Hormon Penghambat Molting

Mattson dan Spaziani (1985), berdasarkan beberapa laporan penelitian, menyatakan bahwa krustasea dan serangga mengalami pertumbuhan dengan secara periodik melepaskan cangkang/kulit dan pembentukan kembali rangka luar yang diikuti dengan pertumbuhan jaringan lunak. Pada serangga, sejenis neuropeptida otak (PTTH) merangsang kelenjar-kelenjar steroidogenic prothoracic untuk memproduksi precursor (bahan pokok) hormon molting, yaitu ecdyson . Pada krustasea dekapoda, organ-organ Y adalah sumber ecdyson yang kemudian diubah menjadi hormon molting yang secara biologis lebih aktif, yaitu 20-hidroksiekdison, dalam jaringan tepi.

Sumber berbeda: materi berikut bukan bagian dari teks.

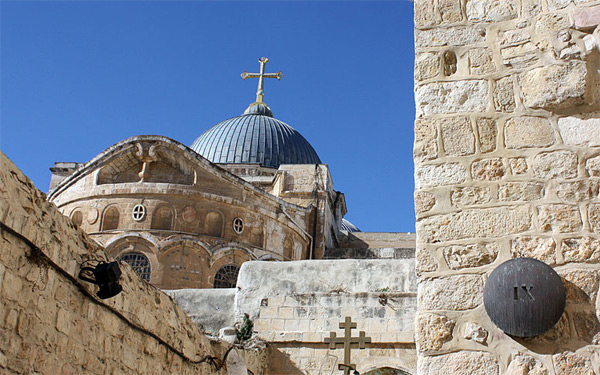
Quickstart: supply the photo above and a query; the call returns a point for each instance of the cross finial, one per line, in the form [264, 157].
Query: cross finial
[261, 78]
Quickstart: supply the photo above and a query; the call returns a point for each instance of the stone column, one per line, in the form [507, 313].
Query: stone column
[507, 164]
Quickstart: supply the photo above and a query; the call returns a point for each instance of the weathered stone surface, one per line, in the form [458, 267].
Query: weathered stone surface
[424, 201]
[580, 131]
[488, 169]
[523, 364]
[481, 61]
[581, 285]
[518, 165]
[461, 363]
[592, 166]
[586, 18]
[427, 65]
[474, 223]
[540, 248]
[557, 164]
[450, 10]
[520, 191]
[594, 217]
[568, 363]
[487, 130]
[554, 86]
[432, 331]
[504, 95]
[457, 136]
[439, 175]
[524, 132]
[470, 195]
[575, 191]
[426, 147]
[425, 261]
[457, 292]
[581, 250]
[467, 256]
[452, 36]
[491, 10]
[425, 13]
[511, 37]
[452, 97]
[475, 332]
[549, 24]
[560, 218]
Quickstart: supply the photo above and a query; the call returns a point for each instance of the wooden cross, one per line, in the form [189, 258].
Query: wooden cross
[347, 341]
[261, 78]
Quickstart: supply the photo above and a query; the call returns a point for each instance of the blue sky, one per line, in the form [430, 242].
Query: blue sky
[79, 76]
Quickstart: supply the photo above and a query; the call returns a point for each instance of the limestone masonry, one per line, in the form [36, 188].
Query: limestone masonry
[506, 165]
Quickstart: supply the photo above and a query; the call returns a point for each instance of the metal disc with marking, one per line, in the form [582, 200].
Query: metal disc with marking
[524, 297]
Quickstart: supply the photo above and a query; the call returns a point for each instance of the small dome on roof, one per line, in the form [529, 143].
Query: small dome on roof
[255, 137]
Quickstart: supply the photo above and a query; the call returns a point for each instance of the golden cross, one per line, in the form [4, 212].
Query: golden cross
[347, 325]
[261, 78]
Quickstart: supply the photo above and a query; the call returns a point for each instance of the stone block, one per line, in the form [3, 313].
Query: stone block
[568, 363]
[426, 147]
[540, 248]
[452, 97]
[450, 36]
[556, 164]
[581, 250]
[439, 175]
[518, 166]
[587, 18]
[460, 363]
[472, 255]
[474, 223]
[504, 95]
[457, 292]
[432, 331]
[488, 169]
[561, 218]
[424, 202]
[457, 136]
[525, 132]
[481, 61]
[487, 131]
[580, 131]
[554, 87]
[491, 10]
[450, 11]
[524, 364]
[520, 191]
[427, 65]
[470, 195]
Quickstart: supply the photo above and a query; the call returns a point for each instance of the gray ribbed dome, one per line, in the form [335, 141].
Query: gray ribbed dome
[255, 138]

Studi pencangkokan dan penyingkiran organ telah mengidentifikasi adanya sistem neuroendokrin pengendali molting pada krustasea yang melibatkan hormon yang diduga merupakan molt inhibiting hormone (MIH; hormon penghambat molting), yang dihasilkan oleh sekumpulan sel neurosekresi (organ X) di dalam ganglia tangkai mata dan disimpan di dalam axonal terminal (kelenjar sinus), yang menghambat organ Y. Dengan demikian pada dekapoda, penyingkiran tangkai mata menyebabkan peningkatan konsentrasi ecdysteroid dalam serum darah dan molting prematur, sementara penyuntikan ekstrak tangkai mata, pencangkokan kelenjar sinus atau penyingkiran organ Y mengurangi konsentrasi ecdysteroid dalam serum darah dan menghambat molting. Hasil-hasil tersebut berlawanan dengan PTTH pada sistem serangga. MIH secara langsung menghambat produksi ecdysteroid organ Y, proses molting dimulai lagi bila sekresi MIH berhenti atau berkurang.

Bab V
Pengaruh Ablasi Terhadap Molting dan Pertumbuhan Penaeidae


Metode ablasi atau penghilangan tangkai mata dilakukan untuk merangsang produksi kuning telur udang betina. Operasi ini menghilangkan pusat neurohormon utama pada udang dan terutama menghilangkan sumber alami hormon penghambat kematangan gonad. Udang yang tangkai matanya diablasi akan berrespon terhadap operasi ini dengan melakukan perkembangan gonad secara cepat dan tak dapat dihentikan (Quackenbush, 1992).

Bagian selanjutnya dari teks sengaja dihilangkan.